Por Alejandro López (*)
En su obra El viejo fascismo y la nueva derecha radical, el escrito español Miguel Urbán destaca las siguientes características del fascismo histórico: 1) Demagogia como sostén del capitalismo; 2) Ultranacionalismo, con bases mitológicas, que justifican el expansionismo; 3) Llamado anticomunista y antidemocrático por la revolución nacional; 4) El líder como redentor nacional y 5) Los espectáculos ante las masas, para la legitimación de su poder.
En la Democracia burguesa, fascismo y revolución, escrito por el historiador Óscar León apunta: “El antifascismo anticomunista que hoy impone la democracia burguesa desde el Olimpo ideológico del fin de la historia abona, igualmente, en la vaguedad, ambigüedad e imprecisión del término fascista a que me he referido al inicio de este ensayo. Es un antifascismo que no aplica sólo a América Latina. También lo encontraremos apuntando sus baterías contra el Islam y el Próximo Oriente, donde, desde los tiempos de la caída del Chad, revolución y petróleo han pasado a integrar una de las más explosivas fórmulas para la geopolítica mundial. El «islamo-fascismo» es una excusa creada por el imperialismo fundamentalista cristiano para reforzar el mensaje reaccionario y racista que legitime otra guerra de saqueo contra los pueblos musulmanes que tienen reservas energéticas vitales.”
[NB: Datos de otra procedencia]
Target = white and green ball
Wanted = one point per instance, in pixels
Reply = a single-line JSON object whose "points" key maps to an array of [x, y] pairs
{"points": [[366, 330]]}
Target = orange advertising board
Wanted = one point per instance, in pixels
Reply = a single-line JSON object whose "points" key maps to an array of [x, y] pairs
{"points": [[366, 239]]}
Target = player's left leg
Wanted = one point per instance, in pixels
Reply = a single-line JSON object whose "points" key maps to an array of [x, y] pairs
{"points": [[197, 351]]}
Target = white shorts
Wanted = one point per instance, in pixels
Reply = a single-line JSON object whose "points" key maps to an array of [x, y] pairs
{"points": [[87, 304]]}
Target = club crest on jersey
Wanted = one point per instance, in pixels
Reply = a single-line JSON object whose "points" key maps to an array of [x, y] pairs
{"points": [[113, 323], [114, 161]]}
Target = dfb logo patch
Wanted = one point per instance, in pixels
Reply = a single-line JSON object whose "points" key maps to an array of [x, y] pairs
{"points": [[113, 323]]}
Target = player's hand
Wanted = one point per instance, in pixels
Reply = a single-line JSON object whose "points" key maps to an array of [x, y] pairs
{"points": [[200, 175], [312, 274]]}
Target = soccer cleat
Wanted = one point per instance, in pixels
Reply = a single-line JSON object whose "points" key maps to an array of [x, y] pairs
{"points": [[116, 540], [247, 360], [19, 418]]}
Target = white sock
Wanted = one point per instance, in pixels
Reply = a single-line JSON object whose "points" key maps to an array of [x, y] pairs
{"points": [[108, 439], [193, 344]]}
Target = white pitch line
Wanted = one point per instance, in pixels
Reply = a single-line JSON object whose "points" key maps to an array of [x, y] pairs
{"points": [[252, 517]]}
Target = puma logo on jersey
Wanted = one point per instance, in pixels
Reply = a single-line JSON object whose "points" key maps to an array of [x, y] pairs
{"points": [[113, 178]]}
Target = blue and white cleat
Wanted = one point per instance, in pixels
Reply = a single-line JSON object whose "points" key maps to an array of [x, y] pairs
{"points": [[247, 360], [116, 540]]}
Por su parte, en el ensayo El eterno fascismo, Umberto Eco destaca que: “El Ur-Fascismo surge de la frustración individual o social. Lo cual explica por qué una de las características típicas de los fascismos históricos ha sido el llamamiento a las clases medias frustradas, desazonadas, por alguna crisis económica o humillación política, asustadas por la presión de los grupos sociales subalternos. En nuestra época, en la que los antiguos «proletarios» se están convirtiendo en pequeña burguesía (y los lumpen se autoexcluyen de la escena política), el fascismo encontrará su público en esta nueva mayoría.”
En síntesis, El fascismo es la ideología del capitalismo, que naturaliza la explotación del hombre por el hombre, y sustenta a la sociedad burguesa liberal, donde cada quien debe ocupar un lugar, según su sexo, raza y clase. No se reduce a ese feroz fenómeno del siglo XX, que protagonizaron Mussolini y Hitler, en aquella Europa hambrienta y quebrada, tras la caída del mercado omnipotente y la rapiña de los magnates financieros. El odio a lo distinto, la cancelación del otro y el paradigma de la protesta hasta la muerte, son expresiones actuales de la práctica fascista, dirigida por algunos «influencers»; idénticos a los nefastos «camisas negras».
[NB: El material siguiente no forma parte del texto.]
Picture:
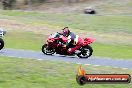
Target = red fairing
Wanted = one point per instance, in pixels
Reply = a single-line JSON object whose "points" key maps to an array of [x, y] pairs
{"points": [[64, 39], [88, 41]]}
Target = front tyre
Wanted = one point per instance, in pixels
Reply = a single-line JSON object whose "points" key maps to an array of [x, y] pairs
{"points": [[46, 50], [85, 52], [1, 43]]}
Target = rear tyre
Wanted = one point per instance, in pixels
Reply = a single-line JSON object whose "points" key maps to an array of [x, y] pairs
{"points": [[85, 52], [1, 43], [45, 49]]}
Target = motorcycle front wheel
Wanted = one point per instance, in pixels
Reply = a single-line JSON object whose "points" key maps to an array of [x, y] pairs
{"points": [[85, 52], [1, 43], [45, 49]]}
En el caso de Venezuela, el fascismo, expresado en la extrema derecha venezolana prefiere a las personas de piel blanca, con probados ancestros europeos A los grandes propietarios, de rancio linaje colonial. En su visión, los movimientos afros, indígenas, LGBTQI+, comuneros, obreros, ecologistas, feministas y culturales, entre tantos otros históricamente excluidos, son la agenda «progre», que hay revertir y desaparecer. Como grupo político, desde un coto cerrado, impone la plata, la mentira y la reacción, para romper la paz, socavar nuestra soberanía y dividir a la Nación.
Actualmente, el fascismo que hemos visto en Venezuela coincide con la tradición de provocar un cambio político, a través de la violencia, pero dista mucho de ser una postura ultranacionalista y patriota. Prevalece una concepción limitada del “país” y de “democracia”; que son vistos como los principales valores a defender. Es un fascismo, sin narrativa histórica, que anida en un sector de la juventud, alienado por las RRSS y movilizado por la muerte, que requiere, como apunta el Libertador en el Discurso de Angostura, “un pulso infinitamente firme, un tacto infinitamente delicado”, para educar y sensibilizar a estas nuevas y vulnerables generaciones, y sumarlas a la construcción de la Patria.
(*) Alejandro López, Historiador e investigador y Presidente del centro de estudios simón Bolívar.